Town officials had been counting on the Department of Emergency Management to provide about $16,000 to cover flooding costs.
According to Haymarket town manager Gene Swearingen, Haymarket just was not that high up on the state’s priority list to receive the money.
“I think there were so many other issues around flooding at that same time around the state that we just didn’t rise to the level of some other communities and I think there was just not enough for us,” he said after the Monday night town council meeting.
Town chief financial officer James Naradzay revised an earlier deficit assessment in the last couple of weeks and determined the town will have finished the FY2008 cycle with a deficit at a little less than $3,000.
That money is covered from a general fund bank account.
How all this affects town finances for the next year depends on who you ask.
The town has already paid for the bill and it should not affect the FY2009 budget according to council members John Cole, Bob Weir and David Leake because it amounts to 1 percent of the total budget.

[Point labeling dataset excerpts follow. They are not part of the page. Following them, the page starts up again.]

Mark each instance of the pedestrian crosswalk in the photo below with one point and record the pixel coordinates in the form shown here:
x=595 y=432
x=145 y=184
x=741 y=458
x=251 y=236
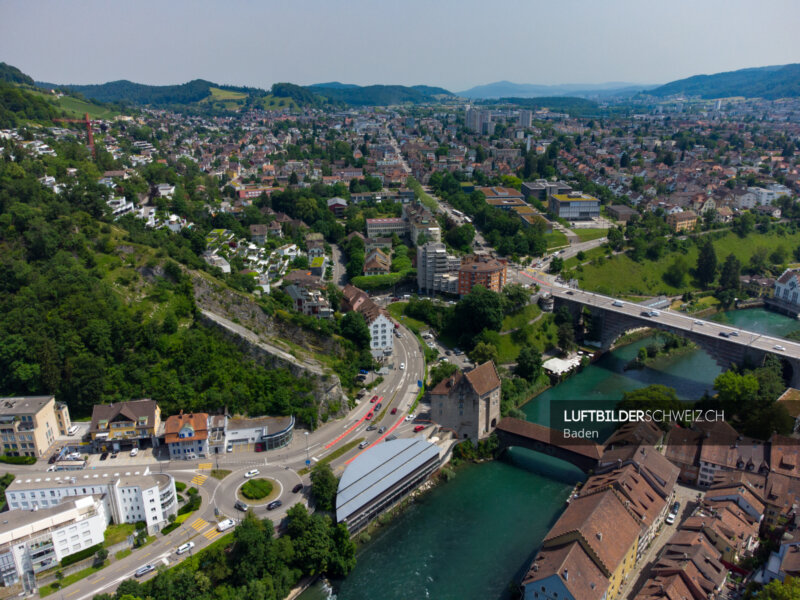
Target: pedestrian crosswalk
x=199 y=480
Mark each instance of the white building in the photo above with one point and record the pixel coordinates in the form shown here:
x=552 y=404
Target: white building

Swearingen, however, was less sanguine though he is in talks with the office of western Prince William County state Sen. Chuck Colgan’s (D-29th), the senate finance committee chairman, about bringing some money back from Richmond to reimburse the town.
“But, I think, I mean, when you have a budget of a million and a half dollars, $16,000 is a huge hit for us,” he said.
Cole remained optimistic.
“Each year that I’ve been on council, it always been getting to the wire and it always works out,” he said, referring to the budgetary process. “We’re watching it very carefully. I’m not concerned because I know Gene and James are on top of it.”